In the cohort with both in-trial and post-trial follow-up, 70 pelvic fractures and 576 hip fractures were recorded. No significant difference was noted in fracture risk between those who received chlorthalidone vs amlodipine or lisinopril (adjusted HR: 0.87; 95% CI, 0.74-1.03; P =.10).
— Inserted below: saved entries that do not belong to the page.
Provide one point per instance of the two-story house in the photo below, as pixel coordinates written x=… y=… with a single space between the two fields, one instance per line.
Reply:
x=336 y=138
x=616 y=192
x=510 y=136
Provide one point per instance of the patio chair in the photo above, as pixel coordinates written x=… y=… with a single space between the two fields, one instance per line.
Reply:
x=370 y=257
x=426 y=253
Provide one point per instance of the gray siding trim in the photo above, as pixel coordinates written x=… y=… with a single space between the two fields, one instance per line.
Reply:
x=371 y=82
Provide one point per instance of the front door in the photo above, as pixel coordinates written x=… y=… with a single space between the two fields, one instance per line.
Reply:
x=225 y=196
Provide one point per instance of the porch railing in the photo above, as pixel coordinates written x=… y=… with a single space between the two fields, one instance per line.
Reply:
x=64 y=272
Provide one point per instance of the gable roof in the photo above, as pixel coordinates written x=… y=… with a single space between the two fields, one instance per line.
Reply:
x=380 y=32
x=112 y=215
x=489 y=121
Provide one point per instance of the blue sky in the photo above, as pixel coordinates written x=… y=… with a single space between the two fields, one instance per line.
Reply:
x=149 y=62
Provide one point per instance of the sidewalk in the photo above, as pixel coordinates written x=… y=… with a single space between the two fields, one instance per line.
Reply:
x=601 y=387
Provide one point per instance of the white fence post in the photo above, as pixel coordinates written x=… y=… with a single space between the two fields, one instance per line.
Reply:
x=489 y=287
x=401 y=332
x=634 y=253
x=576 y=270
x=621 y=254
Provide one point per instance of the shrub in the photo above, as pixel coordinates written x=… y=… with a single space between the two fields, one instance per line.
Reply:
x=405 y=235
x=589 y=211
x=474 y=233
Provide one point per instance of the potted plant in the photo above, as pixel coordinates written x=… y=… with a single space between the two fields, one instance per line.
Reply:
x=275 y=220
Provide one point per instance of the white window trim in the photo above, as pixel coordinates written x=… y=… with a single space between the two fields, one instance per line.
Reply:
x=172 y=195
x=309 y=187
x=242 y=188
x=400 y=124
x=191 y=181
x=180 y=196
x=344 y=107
Fracture risk in chlorthalidone vs lisinopril and chlorthalidone vs amlodipine was not significantly different (HR: 0.87; 95% CI, 0.71-1.09; P =.17 and HR: 0.87; 95% CI, 0.71-1.09; P =.16, respectively).

“This secondary analysis of a randomized clinical trial confirms previous observational reports that use of thiazide-type diuretics is associated with significantly lower risk of hip and pelvic fractures compared with treatment with an ACE inhibitors or a CCB,” the researchers concluded. “This effect is consistently observed in a variety of subgroups and appears to last for several years.”

Study Limitations

  • Analyses were conducted post-hoc, meaning that results are subject to unmeasured bias.
  • ALLHAT excluded several groups of individuals at high risk for fracture (eg, patients with coronary artery disease, heart failure, or chronic kidney disease).
  • Databases, rather than medical records, were used to determine fracture occurrence.
  • There was crossover of medication use at 5 years, which would decrease differences in fracture outcomes between medication classes.

Disclosures: Dr Cushman reports receiving honoraria from Takeda, and Dr Oparil reports receiving honoraria from Daiichi Sankyo and Novartis.


  1. Puttnam R, Davis BR, Pressel SL, et al, for the Antihypertensive and Lipid-Lowering Treatment to Prevent Heart Attack Trial (ALLHAT) Collaborative Research Group. Association of 3 different antihypertensive medications with hip and fracture risk in older adults. Secondary analysis of a randomized clinical trial. JAMA Intern Med. 2016 Nov 21. doi:10.1001/jamainternmed.2016.6821 [Epub ahead of print].